Wasserstoffbrücken: Forscher finden neuen Mechanismus
BESSY
Die Forscher fanden heraus, dass Hydroxidionen in der Lage sind, auch über ihr Wasserstoffatom Wasserstoffbrücken auszubilden. Bisher nahm man an, dass Hydroxidionen nur als sogenannte Protonenakzeptoren fungieren können, das heißt ihr negativ geladenes Sauerstoffatom tritt mit Protonen der umgebenden Wassermoleküle in Wechselwirkung. Winter und Kollegen wiesen nun nach, dass Hydroxidionen in einer wässrigen Natriumhydroxidlösung, nach Anregung durch Photonen Energie auf benachbarte Wassermoleküle übertragen können, sofern sie in einer ganz bestimmten Weise um das Hydroxidion angeordnet sind. Ersetzten die Forscher in ihren Versuchen die Hydroxidionen durch die ebenfalls negativ geladenen Chlorid- oder Fluoridionen, konnten sie das Phänomen nicht beobachten. Daraus schlossen sie, dass die im Spektrum beobachteten Resonanzmuster von der schwächeren Donor Wasserstoffbrückenbindung herrührten. Diese Unterscheidung lässt sich für die hydratisierten Halogenionen nicht machen. Mit anderen Worten, Halogenionen "wandern" durch die Lösung, bei Hydroxidionen wird die Ladung von Molekül zu Molekül "weitergereicht" (Strukturdiffusion).
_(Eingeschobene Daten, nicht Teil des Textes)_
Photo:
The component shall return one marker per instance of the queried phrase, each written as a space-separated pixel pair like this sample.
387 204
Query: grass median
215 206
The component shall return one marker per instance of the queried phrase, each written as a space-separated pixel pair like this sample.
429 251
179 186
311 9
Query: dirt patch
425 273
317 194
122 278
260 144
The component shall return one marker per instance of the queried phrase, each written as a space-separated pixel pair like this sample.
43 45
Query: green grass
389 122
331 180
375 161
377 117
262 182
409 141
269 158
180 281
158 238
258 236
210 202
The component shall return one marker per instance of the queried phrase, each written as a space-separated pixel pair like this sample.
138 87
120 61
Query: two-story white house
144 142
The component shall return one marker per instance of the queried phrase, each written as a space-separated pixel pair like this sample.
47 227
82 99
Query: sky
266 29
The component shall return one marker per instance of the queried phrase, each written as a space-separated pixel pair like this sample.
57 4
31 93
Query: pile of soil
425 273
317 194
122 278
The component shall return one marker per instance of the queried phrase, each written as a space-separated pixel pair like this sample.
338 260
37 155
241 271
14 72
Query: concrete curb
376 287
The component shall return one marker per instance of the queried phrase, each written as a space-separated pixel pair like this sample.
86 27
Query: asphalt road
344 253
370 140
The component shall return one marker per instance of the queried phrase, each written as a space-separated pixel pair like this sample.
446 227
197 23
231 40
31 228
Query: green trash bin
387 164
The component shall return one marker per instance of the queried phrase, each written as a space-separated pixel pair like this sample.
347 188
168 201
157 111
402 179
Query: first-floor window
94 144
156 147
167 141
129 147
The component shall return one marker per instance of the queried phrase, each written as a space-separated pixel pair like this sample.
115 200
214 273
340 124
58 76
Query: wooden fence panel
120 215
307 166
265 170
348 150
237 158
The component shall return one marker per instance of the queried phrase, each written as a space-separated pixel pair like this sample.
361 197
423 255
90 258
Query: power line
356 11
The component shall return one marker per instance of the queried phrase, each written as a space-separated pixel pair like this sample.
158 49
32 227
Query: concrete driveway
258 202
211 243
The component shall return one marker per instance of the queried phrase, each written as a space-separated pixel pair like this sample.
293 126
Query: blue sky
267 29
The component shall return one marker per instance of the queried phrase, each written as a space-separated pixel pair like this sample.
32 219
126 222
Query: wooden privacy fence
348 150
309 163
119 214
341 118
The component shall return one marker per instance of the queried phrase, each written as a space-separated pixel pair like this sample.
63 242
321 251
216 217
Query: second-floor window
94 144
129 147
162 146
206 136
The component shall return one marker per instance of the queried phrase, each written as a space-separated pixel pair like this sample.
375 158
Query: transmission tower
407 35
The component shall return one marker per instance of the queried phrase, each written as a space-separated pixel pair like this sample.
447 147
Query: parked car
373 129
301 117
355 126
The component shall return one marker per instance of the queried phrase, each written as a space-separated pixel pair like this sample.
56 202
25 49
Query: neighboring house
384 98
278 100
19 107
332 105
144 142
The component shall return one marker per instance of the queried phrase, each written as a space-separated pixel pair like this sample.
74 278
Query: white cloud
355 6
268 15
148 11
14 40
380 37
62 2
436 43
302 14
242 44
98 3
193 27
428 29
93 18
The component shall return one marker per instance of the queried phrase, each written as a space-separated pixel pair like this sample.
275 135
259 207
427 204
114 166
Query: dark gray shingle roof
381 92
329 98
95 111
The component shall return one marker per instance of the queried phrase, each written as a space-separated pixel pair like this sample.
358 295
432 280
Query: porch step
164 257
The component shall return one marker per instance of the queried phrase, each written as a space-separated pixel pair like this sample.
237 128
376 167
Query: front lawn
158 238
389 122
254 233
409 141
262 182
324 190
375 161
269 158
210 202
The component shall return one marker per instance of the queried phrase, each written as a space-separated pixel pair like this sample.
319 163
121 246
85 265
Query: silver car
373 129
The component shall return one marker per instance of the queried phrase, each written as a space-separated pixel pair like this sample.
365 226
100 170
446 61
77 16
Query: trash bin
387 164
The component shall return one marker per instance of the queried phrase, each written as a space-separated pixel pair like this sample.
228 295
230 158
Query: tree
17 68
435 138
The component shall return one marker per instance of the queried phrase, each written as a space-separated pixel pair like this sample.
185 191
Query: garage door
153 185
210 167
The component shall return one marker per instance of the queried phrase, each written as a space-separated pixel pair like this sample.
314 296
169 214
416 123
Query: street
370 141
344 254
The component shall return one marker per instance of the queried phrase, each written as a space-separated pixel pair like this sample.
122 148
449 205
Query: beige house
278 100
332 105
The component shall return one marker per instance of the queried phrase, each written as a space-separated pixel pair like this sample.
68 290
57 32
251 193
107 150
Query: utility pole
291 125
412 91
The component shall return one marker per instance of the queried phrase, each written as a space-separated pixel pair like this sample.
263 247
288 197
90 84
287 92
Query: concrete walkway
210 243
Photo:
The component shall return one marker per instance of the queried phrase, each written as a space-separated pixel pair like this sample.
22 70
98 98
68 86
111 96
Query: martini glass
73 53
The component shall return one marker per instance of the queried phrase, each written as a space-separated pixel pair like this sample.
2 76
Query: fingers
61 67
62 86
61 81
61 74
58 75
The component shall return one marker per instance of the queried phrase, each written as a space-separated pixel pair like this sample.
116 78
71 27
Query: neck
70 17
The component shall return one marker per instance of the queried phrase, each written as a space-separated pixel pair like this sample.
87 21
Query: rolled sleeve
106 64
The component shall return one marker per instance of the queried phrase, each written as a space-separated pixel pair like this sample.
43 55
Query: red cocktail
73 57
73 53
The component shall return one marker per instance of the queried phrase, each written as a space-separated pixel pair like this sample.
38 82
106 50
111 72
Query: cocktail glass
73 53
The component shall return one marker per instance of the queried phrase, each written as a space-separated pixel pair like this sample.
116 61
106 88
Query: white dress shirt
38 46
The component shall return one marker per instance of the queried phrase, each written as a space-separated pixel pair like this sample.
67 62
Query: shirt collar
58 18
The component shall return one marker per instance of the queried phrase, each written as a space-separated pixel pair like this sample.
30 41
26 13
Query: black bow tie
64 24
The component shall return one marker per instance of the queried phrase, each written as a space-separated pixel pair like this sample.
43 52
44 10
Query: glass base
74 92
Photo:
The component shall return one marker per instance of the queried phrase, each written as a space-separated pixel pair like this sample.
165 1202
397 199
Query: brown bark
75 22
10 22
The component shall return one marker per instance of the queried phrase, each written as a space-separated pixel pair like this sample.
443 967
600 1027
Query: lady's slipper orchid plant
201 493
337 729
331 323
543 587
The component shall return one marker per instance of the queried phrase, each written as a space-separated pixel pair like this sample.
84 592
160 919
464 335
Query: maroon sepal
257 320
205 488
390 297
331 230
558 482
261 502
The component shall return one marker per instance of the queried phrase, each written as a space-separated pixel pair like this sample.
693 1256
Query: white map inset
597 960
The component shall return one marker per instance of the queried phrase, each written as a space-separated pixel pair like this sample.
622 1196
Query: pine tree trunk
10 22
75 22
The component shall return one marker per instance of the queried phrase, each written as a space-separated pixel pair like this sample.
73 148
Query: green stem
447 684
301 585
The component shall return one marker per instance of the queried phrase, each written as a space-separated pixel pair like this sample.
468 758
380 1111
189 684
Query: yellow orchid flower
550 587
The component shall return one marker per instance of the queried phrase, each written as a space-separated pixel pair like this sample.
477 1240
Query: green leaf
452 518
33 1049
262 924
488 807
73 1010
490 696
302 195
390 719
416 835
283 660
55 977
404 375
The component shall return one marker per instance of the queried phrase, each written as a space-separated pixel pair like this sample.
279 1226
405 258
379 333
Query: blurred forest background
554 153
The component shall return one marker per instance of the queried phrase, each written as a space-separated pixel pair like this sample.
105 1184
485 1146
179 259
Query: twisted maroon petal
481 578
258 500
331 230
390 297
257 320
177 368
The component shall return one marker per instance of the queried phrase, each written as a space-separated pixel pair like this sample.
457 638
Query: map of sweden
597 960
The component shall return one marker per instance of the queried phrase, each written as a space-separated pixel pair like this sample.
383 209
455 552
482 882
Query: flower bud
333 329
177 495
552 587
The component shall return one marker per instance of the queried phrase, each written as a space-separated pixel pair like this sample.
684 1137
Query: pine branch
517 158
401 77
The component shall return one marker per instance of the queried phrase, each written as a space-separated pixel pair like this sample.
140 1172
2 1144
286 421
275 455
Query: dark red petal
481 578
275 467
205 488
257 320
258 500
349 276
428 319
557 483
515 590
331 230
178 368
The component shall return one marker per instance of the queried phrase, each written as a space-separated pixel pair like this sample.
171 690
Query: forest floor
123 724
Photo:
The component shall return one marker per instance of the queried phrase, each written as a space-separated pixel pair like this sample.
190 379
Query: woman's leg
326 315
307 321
Für ihre Untersuchungen nutzten die Forscher die Photoelektronenspektroskopie und als Photonenquelle die Synchrotronstrahlung. Bei dem Verfahren wird die wässrige Probe mit Photonen einer genau definierten Energie angeregt. Je nach Energie können die Photonen die Elektronen der Moleküle auf ein höheres Energieniveau heben oder sie sogar aus den Molekülen "heraus katapultieren". Durch Messung der Energie der freiwerdenden Elektronen lassen sich dann Aussagen über die elektronischen Eigenschaften des Moleküls und über den Aufbau von chemischen Bindungen treffen.
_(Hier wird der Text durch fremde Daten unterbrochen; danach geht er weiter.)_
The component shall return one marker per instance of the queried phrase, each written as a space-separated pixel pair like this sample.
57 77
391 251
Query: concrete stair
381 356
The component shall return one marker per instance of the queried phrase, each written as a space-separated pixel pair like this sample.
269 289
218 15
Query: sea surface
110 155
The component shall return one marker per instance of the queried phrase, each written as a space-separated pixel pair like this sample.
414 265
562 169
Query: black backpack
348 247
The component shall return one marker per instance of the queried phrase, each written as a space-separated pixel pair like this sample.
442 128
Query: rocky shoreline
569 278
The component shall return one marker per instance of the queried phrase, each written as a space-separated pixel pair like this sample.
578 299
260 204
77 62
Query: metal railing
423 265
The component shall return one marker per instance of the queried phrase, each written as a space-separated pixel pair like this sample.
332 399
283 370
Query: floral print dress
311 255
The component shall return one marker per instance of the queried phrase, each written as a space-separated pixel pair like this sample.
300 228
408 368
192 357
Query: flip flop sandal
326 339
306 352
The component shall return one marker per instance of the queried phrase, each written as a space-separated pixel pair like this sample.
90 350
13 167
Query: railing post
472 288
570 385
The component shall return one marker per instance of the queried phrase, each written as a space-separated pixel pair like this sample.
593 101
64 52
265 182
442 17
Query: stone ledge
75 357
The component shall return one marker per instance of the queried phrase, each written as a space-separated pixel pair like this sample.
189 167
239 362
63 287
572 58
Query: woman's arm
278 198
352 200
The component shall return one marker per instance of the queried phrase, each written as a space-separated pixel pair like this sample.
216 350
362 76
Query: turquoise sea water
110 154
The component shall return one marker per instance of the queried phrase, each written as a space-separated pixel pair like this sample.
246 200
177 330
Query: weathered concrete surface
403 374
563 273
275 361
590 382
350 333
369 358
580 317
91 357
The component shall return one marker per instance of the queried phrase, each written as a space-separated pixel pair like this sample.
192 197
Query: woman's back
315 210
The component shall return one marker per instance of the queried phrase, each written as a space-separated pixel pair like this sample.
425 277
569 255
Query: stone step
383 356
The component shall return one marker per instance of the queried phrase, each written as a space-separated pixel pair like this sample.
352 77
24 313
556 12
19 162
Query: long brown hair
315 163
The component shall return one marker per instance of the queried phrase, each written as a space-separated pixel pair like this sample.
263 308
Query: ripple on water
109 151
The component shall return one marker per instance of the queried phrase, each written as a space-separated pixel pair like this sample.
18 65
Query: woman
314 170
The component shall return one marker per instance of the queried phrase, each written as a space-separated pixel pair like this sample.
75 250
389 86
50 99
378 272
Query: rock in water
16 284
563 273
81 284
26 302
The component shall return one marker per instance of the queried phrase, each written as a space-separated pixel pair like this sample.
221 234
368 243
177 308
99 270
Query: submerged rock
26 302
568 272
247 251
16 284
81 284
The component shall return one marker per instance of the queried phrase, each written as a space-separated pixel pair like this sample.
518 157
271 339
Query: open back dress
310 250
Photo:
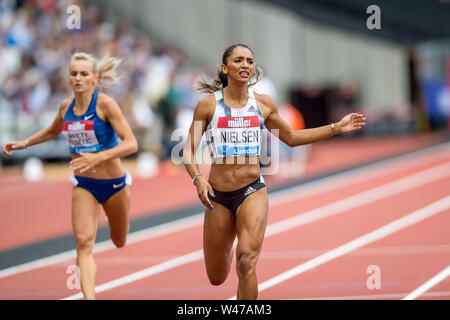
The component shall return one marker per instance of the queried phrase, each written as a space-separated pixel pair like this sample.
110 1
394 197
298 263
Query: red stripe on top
238 122
78 125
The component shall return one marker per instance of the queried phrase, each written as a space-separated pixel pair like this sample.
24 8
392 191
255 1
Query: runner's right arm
196 131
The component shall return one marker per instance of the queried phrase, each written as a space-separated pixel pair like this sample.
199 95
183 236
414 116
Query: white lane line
381 192
399 224
380 296
378 193
167 265
134 237
441 276
275 198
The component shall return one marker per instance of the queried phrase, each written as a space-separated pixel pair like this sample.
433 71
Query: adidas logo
252 109
249 190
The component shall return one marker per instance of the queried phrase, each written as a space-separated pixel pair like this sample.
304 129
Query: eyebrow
242 57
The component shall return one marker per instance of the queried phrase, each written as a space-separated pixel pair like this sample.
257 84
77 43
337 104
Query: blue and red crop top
88 133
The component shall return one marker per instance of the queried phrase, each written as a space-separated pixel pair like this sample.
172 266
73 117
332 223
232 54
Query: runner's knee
245 263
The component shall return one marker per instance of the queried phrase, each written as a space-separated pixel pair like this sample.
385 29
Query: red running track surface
339 210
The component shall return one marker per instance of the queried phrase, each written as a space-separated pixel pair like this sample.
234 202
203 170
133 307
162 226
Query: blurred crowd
155 92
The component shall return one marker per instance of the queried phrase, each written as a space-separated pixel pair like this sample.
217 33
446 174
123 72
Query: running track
322 237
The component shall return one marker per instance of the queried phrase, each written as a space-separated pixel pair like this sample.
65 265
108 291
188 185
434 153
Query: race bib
238 136
81 136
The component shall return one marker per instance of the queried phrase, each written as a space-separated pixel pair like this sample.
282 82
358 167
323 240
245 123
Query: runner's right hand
15 145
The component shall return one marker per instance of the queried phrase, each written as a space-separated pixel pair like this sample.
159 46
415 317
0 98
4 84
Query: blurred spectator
156 88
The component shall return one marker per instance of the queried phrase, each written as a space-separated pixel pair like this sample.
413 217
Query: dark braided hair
220 81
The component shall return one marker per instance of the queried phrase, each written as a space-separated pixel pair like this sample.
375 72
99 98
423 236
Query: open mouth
244 74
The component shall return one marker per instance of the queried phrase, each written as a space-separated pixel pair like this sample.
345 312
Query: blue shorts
101 189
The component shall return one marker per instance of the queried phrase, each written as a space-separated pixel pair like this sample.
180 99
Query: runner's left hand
351 122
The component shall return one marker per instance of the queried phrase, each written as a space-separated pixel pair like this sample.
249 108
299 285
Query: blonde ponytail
105 67
220 80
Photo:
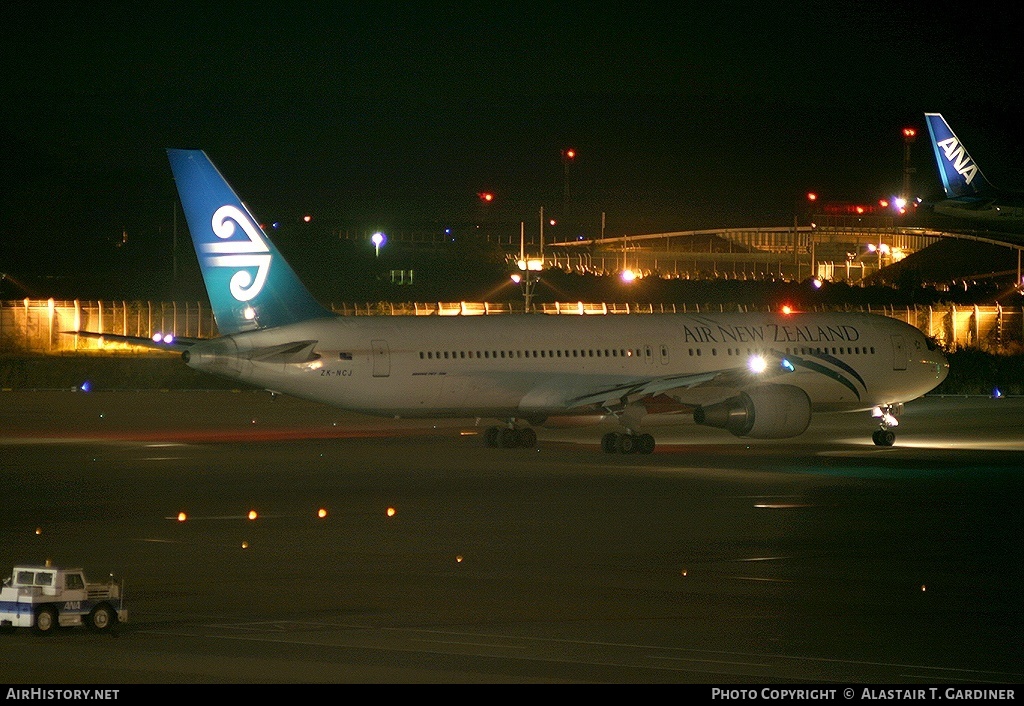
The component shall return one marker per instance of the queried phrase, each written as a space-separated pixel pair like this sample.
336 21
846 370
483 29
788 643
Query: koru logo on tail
239 253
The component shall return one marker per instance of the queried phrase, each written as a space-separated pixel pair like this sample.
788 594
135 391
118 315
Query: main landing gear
510 438
886 415
628 443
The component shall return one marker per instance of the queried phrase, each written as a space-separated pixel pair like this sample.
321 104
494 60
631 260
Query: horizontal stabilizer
297 351
157 342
Winter und seine Kollegen sind die ersten, die Photoelektronenspektroskopie auch auf wässrige Lösungen anwenden können. Sie mussten dabei das Problem umgehen, dass sich die Energien von Photoelektronen aufgrund des hohen Dampfdruckes von Wasser nicht detektieren lassen. Das gelingt erst, wenn man das Wasservolumen auf die Größe eines nur wenige Mikrometer dünnen kontinuierlichen Strahls reduziert. Hat dieser sogenannte Microjet eine genügend hohe Geschwindigkeit, lässt sich dann auch einem vorzeitigen Gefrieren in der Vakuumkammer zuvorkommen.
Originalveröffentlichung: E.F. Aziz et al, Nature 2008, 455, 89-91.